Finding the perfect yacht is one thing. Finding the perfect crew is the next step.

A bad boat with a good crew is a fun time. A great boat with a bad crew is misery.

For a small vessel, about 50 to 80 feet with room for eight guests, an owner would need two to four crew members.  Mega yachts, like a 236-foot Serenity, may have up to 30 crew members. The biggest yachts may have a staff of 60 to 80 people.


The biggest yachts will have a deck crew, which includes the captain, officers, deckhands and other positions; the interior crew (butlers, stewardesses and other service-oriented staff); engineers; and a chef and galley crew. There is often also a land-based team, which helps with finances and logistics of running the yacht.

The most important hire is the captain, according to the experts. He or she will lead the team and set the tone for the boat.

A close second may be the chef; the culinary experience must be top notch on numerous levels to keep the peace at sea.

When the weather is bad, the only thing to do is pray there’s a good chef on board. In that case, the interior crew may put on a swanky party on the yacht, but it’s only as good as the amuse-bouche coming from the galley.

The chef also needs to be creative and capable of cooking different type of cuisine, including gluten free, vegan, kosher and others.


It’s also important for the chef and captain to get along reasonably well. In fact, it’s vital to the success of the yacht that all the crew get along.

Living on a yacht in close community is not an easy thing to do. Crew members have to get on with their ‘new family’ and live in close quarters with long hours and very little privacy.


Employers should look for people with a can-do attitude and a smile. It’s also important that they be flexible, friendly and discreet.

Since the clients will spend a lot of time with the crew on board, some of them will expect the crew to be outgoing, and some clients would prefer to deal with a barely noticeable crew. [The crew] must be sensitive to this and flexible, understanding the boundaries to be crossed and not. Friendly but discreet.


Finding Staff

There are three ways to crew a yacht. One is by referral. Other yacht owners may have a captain or chef to recommend, it’s sometimes the easiest; it’s not always the most reliable.

The key is to understand what kind of experience the potential crew member has. There’s an enormous difference between crewing a sport-fishing boat and a 130- to 140-foot yacht.
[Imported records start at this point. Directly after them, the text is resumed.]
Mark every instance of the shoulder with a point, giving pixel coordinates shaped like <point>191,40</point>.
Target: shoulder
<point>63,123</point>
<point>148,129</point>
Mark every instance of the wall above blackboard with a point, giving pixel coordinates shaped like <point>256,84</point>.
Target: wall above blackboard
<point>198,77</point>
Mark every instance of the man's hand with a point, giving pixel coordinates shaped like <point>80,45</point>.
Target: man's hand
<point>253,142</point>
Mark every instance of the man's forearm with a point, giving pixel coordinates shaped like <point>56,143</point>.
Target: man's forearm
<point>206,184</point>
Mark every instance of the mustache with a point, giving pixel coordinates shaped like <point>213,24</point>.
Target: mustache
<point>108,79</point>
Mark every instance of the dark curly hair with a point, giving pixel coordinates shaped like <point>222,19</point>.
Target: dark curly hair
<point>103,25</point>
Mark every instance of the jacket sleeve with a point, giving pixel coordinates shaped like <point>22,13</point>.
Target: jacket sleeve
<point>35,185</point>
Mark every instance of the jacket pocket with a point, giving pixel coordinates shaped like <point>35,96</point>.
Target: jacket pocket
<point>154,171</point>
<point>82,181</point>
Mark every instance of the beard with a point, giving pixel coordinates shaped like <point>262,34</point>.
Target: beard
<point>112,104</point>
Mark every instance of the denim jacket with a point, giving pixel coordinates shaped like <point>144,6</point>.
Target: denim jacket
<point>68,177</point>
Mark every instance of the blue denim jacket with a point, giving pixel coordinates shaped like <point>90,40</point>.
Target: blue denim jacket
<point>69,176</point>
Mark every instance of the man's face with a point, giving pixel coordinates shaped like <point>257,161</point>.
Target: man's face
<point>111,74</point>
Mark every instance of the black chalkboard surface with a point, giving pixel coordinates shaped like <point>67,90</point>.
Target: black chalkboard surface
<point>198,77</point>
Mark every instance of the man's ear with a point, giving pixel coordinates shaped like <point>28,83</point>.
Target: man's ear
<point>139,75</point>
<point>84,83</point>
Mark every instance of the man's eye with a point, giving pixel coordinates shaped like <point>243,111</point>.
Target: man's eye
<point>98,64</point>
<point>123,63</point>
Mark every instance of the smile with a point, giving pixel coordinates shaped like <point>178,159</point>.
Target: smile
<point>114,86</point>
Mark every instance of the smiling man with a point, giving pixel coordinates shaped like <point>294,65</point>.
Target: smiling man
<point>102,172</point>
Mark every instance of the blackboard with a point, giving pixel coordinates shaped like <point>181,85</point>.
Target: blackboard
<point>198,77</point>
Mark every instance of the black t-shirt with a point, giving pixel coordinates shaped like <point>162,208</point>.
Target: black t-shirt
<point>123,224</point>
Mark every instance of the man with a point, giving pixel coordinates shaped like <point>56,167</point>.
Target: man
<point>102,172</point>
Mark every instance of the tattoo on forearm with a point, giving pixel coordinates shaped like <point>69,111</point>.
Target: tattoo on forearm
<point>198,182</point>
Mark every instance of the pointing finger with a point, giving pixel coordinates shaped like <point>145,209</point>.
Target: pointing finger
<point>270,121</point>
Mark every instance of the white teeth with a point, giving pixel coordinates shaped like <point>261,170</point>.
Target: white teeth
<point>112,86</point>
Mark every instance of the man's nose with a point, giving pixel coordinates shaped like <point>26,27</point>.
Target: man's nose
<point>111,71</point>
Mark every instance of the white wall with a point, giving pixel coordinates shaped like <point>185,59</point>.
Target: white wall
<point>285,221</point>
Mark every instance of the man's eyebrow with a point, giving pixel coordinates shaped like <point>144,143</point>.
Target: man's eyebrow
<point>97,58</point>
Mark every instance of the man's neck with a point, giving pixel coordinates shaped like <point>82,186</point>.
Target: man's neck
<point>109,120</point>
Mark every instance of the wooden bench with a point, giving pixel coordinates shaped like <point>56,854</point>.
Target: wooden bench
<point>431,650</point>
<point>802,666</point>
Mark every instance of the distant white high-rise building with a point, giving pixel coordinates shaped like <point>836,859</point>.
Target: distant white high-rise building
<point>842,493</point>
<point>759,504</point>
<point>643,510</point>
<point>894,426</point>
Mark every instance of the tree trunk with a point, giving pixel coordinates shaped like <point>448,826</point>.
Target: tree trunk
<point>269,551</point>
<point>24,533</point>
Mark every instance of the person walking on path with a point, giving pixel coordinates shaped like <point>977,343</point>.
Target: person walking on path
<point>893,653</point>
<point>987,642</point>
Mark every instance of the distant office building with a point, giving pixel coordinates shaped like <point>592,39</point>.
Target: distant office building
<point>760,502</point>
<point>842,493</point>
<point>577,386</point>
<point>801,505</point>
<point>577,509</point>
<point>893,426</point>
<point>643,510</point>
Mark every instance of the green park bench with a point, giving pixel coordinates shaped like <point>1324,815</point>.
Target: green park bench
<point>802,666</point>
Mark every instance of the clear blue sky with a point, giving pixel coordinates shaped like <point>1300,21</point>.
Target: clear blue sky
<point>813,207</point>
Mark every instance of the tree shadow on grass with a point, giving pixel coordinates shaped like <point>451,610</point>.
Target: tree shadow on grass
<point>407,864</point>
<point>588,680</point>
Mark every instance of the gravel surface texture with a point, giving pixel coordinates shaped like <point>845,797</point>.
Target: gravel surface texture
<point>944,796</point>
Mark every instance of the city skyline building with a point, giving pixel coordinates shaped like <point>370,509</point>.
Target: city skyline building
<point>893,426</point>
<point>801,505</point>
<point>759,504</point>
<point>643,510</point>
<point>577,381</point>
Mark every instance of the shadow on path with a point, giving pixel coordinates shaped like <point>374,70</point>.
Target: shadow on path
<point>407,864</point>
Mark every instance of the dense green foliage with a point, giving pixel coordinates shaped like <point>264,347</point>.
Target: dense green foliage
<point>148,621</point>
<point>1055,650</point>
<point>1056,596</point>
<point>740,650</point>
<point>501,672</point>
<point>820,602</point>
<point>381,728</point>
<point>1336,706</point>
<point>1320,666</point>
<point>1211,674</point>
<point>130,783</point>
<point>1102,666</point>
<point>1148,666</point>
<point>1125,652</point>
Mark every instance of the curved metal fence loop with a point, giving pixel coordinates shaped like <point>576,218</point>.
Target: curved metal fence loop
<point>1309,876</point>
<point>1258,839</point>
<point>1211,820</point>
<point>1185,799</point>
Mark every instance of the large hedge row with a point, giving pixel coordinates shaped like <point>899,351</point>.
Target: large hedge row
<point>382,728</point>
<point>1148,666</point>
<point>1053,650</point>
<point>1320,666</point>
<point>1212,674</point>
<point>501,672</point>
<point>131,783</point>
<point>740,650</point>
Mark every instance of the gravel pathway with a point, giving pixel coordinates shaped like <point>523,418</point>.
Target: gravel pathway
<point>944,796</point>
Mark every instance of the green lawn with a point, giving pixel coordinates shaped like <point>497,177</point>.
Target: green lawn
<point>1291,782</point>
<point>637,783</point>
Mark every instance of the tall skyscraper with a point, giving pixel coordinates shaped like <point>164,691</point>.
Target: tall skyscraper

There are also resume-hosting services for yacht staff. Potential employees post resumes; an employer searches the database for the positions he or she is looking to fill. The DIY process is time intensive, but less expensive than using a recruitment service.

These services vet all potential crew members, checking references and acting as a matchmaker of sorts between yacht owners and the crew.

Personality is huge in choosing crews that will work well together.

Training is also a big part of hiring a crew. That includes safety training for everyone, regardless of position, which is required in international waters. Recruitment services make sure their members are up to date with these requirements.


The cost of the crew is about 35% to 40% of operating costs of the entire yacht. That includes salaries, training, transportation and basic essentials, as well as any special uniforms or accessories that may be required by the yacht owner.

And lest anyone be tempted to only crew the yacht when it’s being used, experts said it can’t be done. It’s possible to do without the interior staff if there are no guests aboard, but if the yacht is in the water, the deck and engineering crew must stay with it. They need constant maintenance not only to protect bespoke wood finishes and marble in-lays, but also to make sure the boat itself doesn’t rot in the corrosive salt water.

The worst thing to do is fire the crew, the boat will be gone.